Hay dos tipos de empleadas domésticas en los barrios más caros de Santiago: las que pasean perros, y las que pasean bebés. No hay otra forma de distinguirlas. Los mismos vestidos y delantales, la tez insistentemente morena. Practican, incluso, los mismos cuidados hacia los seres que transportan, y que tienen que devolver sanos y salvos a los lujosos pisos de sus patrones.
Pero no en toda la ciudad hay empleadas domésticas. En un paseo descubro lo que llaman el
Barrio Universitario. Edificios de las primeras décadas del siglo, lujosos pero deteriorados por el abandono. La avenida Brasil es un boulevard antiguo que fue ganado por los autopartistas. Sobre la calle hay negocios de repuestos automotores, talleres mecánicos, garages pavimentados de grasa oscura. Por encima, en los primeros pisos, fachadas
Art Decó y apliques a punto de desmoronarse, mármol y rejas europeas.
Me sumerjo feliz en la angostísima calle
Concha y Toro. El curioso nombre proviene de Don Melchor de Concha y Toro, “empresario pujante y fundador de la Viña” a la que dio su nombre, reza un folleto. Además de hacer vino, el buen hombre fue ministro, y ayudó a su hermano Enrique a construir una gran mansión cerca del centro de la ciudad. Una viuda extraña se encargo luego de lotear el parque con “la traza irregular de los antiguos burgos medievales”, sigue el texto.
Así nacieron ese barrio y esa callecita, en la que casi no hay veredas. Un cartel enorme, de colores fluorescentes, anuncia multas para los automovilistas imprudentes que rayen las paredes de las fachadas. A pocas cuadras de camino se llega a una pequeña plaza casi redonda, que efectivamente prueba que la viuda conocía muy bien los pasillos de las ciudades de Andalucía. Hay algunos árboles, bancos, y un silencio conmovedor.

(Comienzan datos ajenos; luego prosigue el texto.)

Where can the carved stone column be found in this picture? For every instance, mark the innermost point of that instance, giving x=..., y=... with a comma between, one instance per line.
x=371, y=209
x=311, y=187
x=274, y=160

Lo curioso es que aún no se hayan instalado bares en ese sector, poblado como está de adolescentes con caras de absoluto aburrimiento, a la salida de sus clases de cálculo algebraico o alguna otra ciencia inútil.
Muy cerca se encuentra la Iglesia de la Gratitud Nacional, construida en 1883. Un texto turístico destaca que todavía “se mantiene firme pese a los movimientos sociales y de la naturaleza” (SIC).
A pesar de los temblores –una experiencia cotidiana a la que aún no he sido sometido– y de los terremotos que pueblan la historia de Santiago, en los edificios no se encuentran vestigios de aquellos desastres. Los últimos 30 años de excedente económico se encuentran en las construcciones modernas, y en el ritmo al que trabajan en cientos de torres cuadradas de cemento, que poco a poco hacen crecer la ciudad hacia lo alto. A pesar de los temblores.
Los ascensores de Santiago parten del primer piso. No hay “planta baja” en los edificios de la ciudad, como si los arquitectos hubieran experimentado un sostenido temor hacia los sótanos y la vida terrestre, para trasladarlo unánimemente a sus planos y proyectos.
Durante la tarde, una neblina densa cubre la ciudad. Todo parece más metálico y frío que en mi folleto turístico, y ahora las luces de la noche rebotan contra el cielo.